Nor does the blank assertion that Corey Williams confession obviates entirely the relevance of the investigating detectives’ own statements that they believed Williams had not committed the crime. “Corey Williams confessed to the murder,” Judge Dorroh wrote. “He admitted his guilt. The Court finds Petitioner’s claims concerning police opinions to be without merit.”

Evidence shows that detectives believed that a 16 year old boy with an IQ of 68 had been set up by three older men present at the scene, who took the money from the victim and disposed of the murder weapon, yet we are to believe that this information would have no effect on a defense which was intent on showing that one of these men was in fact responsible for the murder.

During the original trial, police detectives denied they had any information that Williams was set up. Indeed, in his closing argument, prosecutor Hugo Holland compared the defense counsel’s suggestion that police detectives had deliberately omitted this evidence to the conspiracy shootings regarding JFK.  At the time he made this argument, Holland was in possession of statements making clear that this was exactly the view of police officers.

A Judge Linked to Notorious Caddo Prosecutor Dale Cox

In light of all of the above, one might ask, Who is District Judge Katherine Clark Dorrah? It turns out she is the same judge who denied the claim for compensation for thirty years of unjust imprisonment made by nationally renowned exoneree Glenn Ford before he died of lung cancer. The man who requested that denial from Judge Dorrah was prosecutor Dale Cox, who the Shreveport Times described as having “achieved national infamy” in his pursuit of the death penalty in Caddo Parish.

This year, in another case involving Cox, Judge Dorrah refused to declare a mistrial when Cox threatened to “cold-cock” the defense attorney.
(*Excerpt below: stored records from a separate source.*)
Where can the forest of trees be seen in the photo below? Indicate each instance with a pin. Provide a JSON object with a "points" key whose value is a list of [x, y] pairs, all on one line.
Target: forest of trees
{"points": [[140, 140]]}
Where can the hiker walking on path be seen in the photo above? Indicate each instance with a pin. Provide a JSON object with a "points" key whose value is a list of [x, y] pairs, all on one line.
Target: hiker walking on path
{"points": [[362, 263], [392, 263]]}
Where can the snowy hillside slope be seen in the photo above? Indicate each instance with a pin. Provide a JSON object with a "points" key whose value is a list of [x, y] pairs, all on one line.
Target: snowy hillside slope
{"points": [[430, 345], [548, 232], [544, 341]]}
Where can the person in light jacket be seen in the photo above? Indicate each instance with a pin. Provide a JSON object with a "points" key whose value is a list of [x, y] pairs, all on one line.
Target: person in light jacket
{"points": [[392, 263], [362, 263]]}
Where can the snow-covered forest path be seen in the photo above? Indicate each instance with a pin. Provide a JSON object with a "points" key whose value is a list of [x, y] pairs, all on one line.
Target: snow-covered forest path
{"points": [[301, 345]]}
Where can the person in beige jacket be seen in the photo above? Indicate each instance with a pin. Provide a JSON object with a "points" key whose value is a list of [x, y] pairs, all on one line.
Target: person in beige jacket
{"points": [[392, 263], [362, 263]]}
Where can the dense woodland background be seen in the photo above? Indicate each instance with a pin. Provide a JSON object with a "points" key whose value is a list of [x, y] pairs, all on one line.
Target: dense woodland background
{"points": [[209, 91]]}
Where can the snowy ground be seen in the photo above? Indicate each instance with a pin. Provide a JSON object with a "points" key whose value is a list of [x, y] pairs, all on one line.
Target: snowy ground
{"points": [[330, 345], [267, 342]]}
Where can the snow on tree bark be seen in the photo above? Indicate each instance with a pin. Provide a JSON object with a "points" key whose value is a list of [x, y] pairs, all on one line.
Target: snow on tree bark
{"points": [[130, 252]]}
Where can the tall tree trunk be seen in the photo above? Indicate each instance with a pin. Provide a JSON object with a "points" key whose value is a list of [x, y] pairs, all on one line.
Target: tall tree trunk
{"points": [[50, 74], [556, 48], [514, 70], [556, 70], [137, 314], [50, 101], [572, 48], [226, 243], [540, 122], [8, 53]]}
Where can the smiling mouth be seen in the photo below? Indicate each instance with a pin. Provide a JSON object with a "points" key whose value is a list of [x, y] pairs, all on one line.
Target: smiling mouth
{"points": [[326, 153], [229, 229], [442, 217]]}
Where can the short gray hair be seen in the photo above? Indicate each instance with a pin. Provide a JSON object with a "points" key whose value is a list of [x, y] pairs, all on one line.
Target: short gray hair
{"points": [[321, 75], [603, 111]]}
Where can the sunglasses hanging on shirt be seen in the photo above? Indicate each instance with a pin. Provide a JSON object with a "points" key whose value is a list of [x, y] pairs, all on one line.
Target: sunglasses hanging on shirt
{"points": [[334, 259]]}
And who was the prosecutor arguing against post-conviction relief in the present case of Corey Williams? Again, Dale Cox.

One of Williams’ attorneys, Ben Cohen, told the Open File:

The guys who committed the murder, the prosecutors and the police all decided it was easier to place the blame on an intellectually disabled lead-poisoned child, and figured no one would care; I understand why the guys picked on the weakest of the bunch, but the police and the prosecutors – they were supposed to protect kids like Corey, who could not protect himself.

There is good reason for outrage in any number of applications of the “harmless error” doctrine, which permits prosecutorial misconduct to go not only unpunished, but as a result, encouraged. In this instance, the truly stunning amount of exculpatory evidence which has been deemed “immaterial” to the outcome of a trial defies both legal and common sense.

Given the nationally infamous prosecutor representing the state on appeal, and a judge who has repeatedly enabled his behavior and tactics, it is one that deserves wide attention and considerable further investigation.